Alors que Peter Jackson a réalisé ce que l'on pourrait appeler l'adaptation ultime de l'ouvrage de Tolkien, Le Seigneur Des Anneaux : La Bataille Pour La Terre Du Milieu se présente, pour sa part, comme le jeu vidéo ultime basé sur cet univers. Electronic Arts a mis les petits plats dans les grands et à chaque présentation, le public était impressionné par ce jeu de stratégie dont on ne retenait toutefois bien souvent que la dimension proprement hollywoodienne de la réalisation : ce véritable spectacle son et lumière qui semblait faire honneur à Peter Jackson... Est-ce à dire que La Bataille Pour La Terre Du Milieu n'est qu'une jolie coque toute vide ?
Isengard toujours le meilleur pour la fin...

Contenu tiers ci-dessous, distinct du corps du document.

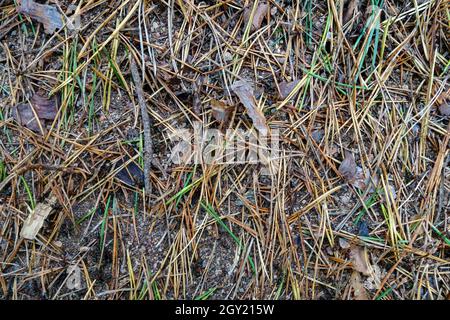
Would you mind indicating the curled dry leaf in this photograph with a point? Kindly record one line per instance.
(246, 95)
(35, 220)
(130, 174)
(344, 243)
(444, 109)
(350, 8)
(356, 284)
(348, 166)
(360, 261)
(352, 173)
(44, 108)
(287, 87)
(48, 15)
(258, 17)
(221, 111)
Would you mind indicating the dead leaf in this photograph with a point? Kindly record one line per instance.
(258, 17)
(35, 220)
(348, 166)
(221, 111)
(356, 284)
(130, 174)
(444, 109)
(344, 243)
(287, 87)
(42, 107)
(246, 95)
(352, 173)
(48, 15)
(352, 6)
(359, 258)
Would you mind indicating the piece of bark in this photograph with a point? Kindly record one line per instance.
(148, 143)
(245, 92)
(48, 15)
(35, 220)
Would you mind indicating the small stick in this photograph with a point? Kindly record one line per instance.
(148, 144)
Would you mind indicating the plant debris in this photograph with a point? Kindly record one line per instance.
(41, 107)
(287, 87)
(258, 17)
(245, 92)
(48, 15)
(36, 218)
(359, 258)
(130, 174)
(221, 111)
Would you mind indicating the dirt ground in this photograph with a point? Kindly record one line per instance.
(357, 206)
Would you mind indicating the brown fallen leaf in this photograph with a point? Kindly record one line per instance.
(35, 220)
(352, 173)
(348, 166)
(344, 243)
(350, 8)
(48, 15)
(356, 284)
(287, 87)
(258, 17)
(444, 109)
(220, 110)
(42, 107)
(244, 91)
(360, 261)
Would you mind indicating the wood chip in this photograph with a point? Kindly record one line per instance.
(220, 110)
(35, 220)
(287, 87)
(245, 92)
(48, 15)
(360, 260)
(258, 17)
(42, 107)
(356, 284)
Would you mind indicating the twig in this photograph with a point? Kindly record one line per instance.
(148, 144)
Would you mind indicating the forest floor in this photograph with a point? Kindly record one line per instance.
(352, 203)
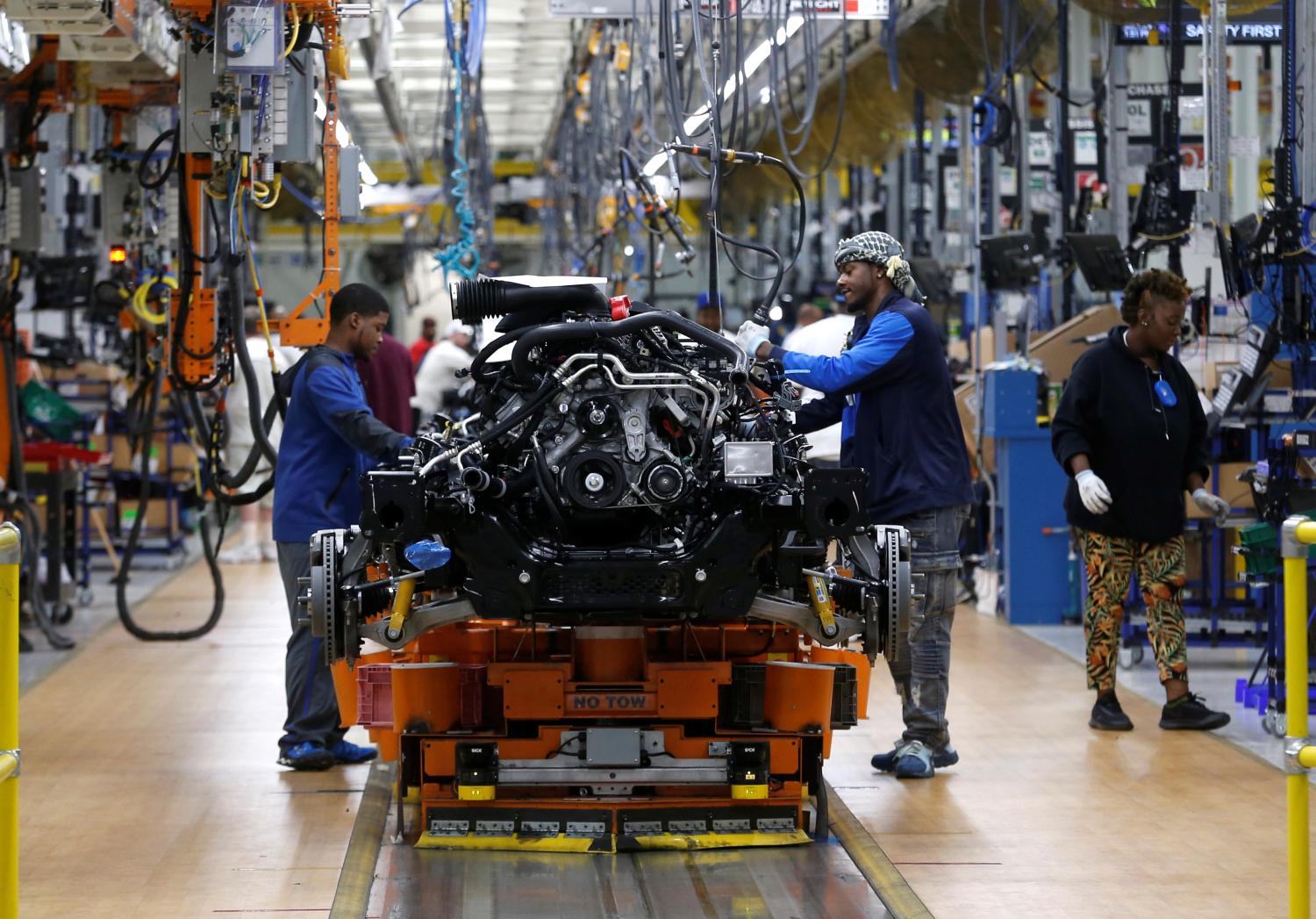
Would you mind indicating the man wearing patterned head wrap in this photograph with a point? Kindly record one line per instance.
(891, 390)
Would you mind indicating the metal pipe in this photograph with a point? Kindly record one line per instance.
(1063, 160)
(11, 555)
(391, 104)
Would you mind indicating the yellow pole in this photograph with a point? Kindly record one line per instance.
(1299, 756)
(1295, 719)
(11, 552)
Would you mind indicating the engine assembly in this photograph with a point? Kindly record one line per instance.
(623, 507)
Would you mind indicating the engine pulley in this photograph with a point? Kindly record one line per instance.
(594, 479)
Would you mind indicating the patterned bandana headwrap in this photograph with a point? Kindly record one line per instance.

Commençons si vous le voulez bien par le commencement et donc par l'installation du titre qui, DVD oblige, s'avère relativement conséquente : 3.2 Go seront en effet mobilisés sur votre disque dur. Remarquons par contre que la procédure s'avère étonnamment rapide compte tenu de la taille de l'ensemble. Une fois cette formalité accomplie, il est possible de démarrer le jeu et d'assister au défilement des logos : Electronic Arts, New Line Cinema, Intel (avec une splendide faute d'orthographe), THX... Heureusement, l'introduction arrive alors pour nous faire entrer de plain-pied en Terre Du Milieu. Cette longue séquence reprend le préambule du film de Peter Jackson et nous conte l'ultime alliance des Elfes et des Hommes qui conduisit à la première défaite de Sauron. L'introduction enchaîne alors sur la réapparition de l'Anneau Unique et la mission confiée à Frodon Sacquet : rejoindre la Montagne du Destin, en plein cœur du pays de Sauron, pour y détruire l'Anneau et libérer la Terre Du Milieu. Sympathique, cette séquence reprend nombre de scènes du premier film, cette fois « tournées » avec le moteur du jeu et le résultat met d'ailleurs en confiance !L'introduction reprend assez joliment le préambule du premier film de la Trilogie
Terminée, cette séquence laisse place à une page d'accueil absolument superbe. Tout à la fois sobre, élégante et très claire, celle-ci permet bien sûr d'accéder aux différentes composantes du jeu. Du réglage des options au générique des développeurs en passant par les modes solo et multi-joueurs, rien d'essentiel n'a été oublié. Laissons pour le moment de côté le mode multi-joueurs, pour nous concentrer sur le gros morceau du mode solo : les deux campagnes. Plus ou moins scénarisées, elles nous permettent de prendre en main l'un ou l'autre des camps à savoir les forces du Bien ou l'armée de Sauron. La campagne du Bien reprend l'histoire originelle et débute avec l'arrivée de la Communauté de l'Anneau aux mines de la Moria. Nous y incarnons les neuf membres de la Communauté (Aragorn, Gandalf...) et le seul objectif est de traverser sain et sauf les mines. Différentes créatures font barrage et quelques bonus peuvent être récupérés avant que le groupe n'atteigne le tombeau de Balin. Respectueux, les développeurs ont plutôt bien reconstitué l'attaque des gobelins, et ce, même s'il leur a fallu intégrer trois trolls des cavernes.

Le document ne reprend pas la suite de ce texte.